I'm trying to check if some URLs that are stored in my DB are still valid links or not. To achieve this, I am using httplib2 to request the HEAD status in order to avoid downloading the entire content of the page. And I was quite happy with the results.
But then I discovered some cases where the status code returned when using a HEAD request is not similar to the one returned with a GET request.
So, just in case of a bug in the library, I made some tests with different libraries (below is my "requests" lib test):
> import requests
> rg = requests.get("https://fr.news.yahoo.com/chemin-dames-l-hommage-personnel-pr%C3%A9sident-121005844.html")
> rh = requests.head("https://fr.news.yahoo.com/chemin-dames-l-hommage-personnel-pr%C3%A9sident-121005844.html")
> print("GET status code:", rg.status_code)
('GET status code:', 200)
> print("HEAD status code:", rh.status_code)
('HEAD status code:', 404)
But whatever lib I use, I still have a different GET & HEAD status for the same URL.

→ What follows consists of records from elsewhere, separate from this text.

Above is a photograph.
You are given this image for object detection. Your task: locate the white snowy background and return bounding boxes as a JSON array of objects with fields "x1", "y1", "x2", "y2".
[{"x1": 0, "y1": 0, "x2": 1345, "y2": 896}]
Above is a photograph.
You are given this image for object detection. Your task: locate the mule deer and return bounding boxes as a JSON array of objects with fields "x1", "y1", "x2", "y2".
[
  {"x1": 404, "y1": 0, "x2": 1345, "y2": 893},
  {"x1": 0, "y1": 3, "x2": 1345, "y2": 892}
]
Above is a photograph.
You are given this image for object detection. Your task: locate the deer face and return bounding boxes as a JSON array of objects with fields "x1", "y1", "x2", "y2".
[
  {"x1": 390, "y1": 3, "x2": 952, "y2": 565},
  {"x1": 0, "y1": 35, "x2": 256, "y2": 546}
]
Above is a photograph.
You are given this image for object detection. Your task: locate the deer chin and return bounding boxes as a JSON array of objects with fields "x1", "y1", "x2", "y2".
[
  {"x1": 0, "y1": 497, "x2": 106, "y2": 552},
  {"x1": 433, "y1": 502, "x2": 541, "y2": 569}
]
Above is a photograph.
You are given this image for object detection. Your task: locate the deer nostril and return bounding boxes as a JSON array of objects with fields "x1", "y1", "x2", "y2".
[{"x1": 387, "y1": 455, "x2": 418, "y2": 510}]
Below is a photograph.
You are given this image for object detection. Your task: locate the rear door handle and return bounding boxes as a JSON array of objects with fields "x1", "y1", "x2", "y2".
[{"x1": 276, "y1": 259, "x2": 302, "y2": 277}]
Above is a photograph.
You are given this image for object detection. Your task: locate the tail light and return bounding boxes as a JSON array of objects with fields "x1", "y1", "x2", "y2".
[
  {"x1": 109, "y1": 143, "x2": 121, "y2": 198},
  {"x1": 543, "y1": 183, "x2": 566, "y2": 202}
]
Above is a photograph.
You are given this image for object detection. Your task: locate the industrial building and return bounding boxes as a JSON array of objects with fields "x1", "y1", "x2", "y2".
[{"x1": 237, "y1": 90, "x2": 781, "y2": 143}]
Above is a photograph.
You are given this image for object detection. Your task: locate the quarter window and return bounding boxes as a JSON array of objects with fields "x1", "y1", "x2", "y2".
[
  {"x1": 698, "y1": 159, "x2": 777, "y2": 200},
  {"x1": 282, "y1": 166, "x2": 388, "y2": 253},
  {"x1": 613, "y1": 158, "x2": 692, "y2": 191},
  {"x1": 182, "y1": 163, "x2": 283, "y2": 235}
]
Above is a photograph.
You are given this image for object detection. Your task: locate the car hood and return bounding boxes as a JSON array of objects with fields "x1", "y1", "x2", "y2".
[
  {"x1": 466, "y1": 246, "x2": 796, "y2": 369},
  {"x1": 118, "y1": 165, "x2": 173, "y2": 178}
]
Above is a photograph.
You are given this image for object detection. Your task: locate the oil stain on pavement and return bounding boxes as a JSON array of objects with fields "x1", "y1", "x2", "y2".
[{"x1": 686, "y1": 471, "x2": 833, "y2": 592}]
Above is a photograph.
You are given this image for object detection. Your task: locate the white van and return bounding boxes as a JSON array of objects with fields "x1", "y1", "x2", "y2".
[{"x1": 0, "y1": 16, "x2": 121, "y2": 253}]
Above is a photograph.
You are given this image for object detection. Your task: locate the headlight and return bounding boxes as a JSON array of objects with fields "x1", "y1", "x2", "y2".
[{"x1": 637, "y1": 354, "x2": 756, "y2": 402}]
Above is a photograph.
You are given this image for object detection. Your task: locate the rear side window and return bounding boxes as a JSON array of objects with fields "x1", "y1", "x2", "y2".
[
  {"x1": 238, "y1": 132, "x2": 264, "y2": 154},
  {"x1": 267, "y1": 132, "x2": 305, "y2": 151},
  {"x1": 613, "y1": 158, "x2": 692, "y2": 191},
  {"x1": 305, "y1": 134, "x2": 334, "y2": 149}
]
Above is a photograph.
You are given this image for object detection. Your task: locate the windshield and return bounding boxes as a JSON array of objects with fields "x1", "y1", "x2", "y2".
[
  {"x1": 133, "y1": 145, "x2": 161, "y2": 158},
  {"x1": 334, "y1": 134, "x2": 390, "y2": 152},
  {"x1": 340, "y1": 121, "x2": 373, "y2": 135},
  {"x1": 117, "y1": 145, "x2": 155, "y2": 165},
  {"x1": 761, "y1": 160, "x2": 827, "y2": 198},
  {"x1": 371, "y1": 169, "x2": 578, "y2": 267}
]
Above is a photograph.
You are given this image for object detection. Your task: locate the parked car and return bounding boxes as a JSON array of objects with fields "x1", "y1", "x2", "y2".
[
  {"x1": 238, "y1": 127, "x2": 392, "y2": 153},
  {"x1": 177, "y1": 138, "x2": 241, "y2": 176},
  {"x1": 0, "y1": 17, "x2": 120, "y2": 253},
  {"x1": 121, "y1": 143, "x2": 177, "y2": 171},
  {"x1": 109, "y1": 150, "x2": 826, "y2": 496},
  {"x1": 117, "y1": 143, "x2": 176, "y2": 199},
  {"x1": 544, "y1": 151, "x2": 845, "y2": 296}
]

So, obviously the site maintainer decided to not return an identical status code for both HEAD and GET request... and that seems legit even if not recommended.
Is there a way to avoid this problem and still know if the link is a valid one without having to download the entire content of the almost 2 millions url that I need to verify?
I can double check with a GET request whenever a >400 status code is returned on a HEAD request but that seems like a dirty work to me.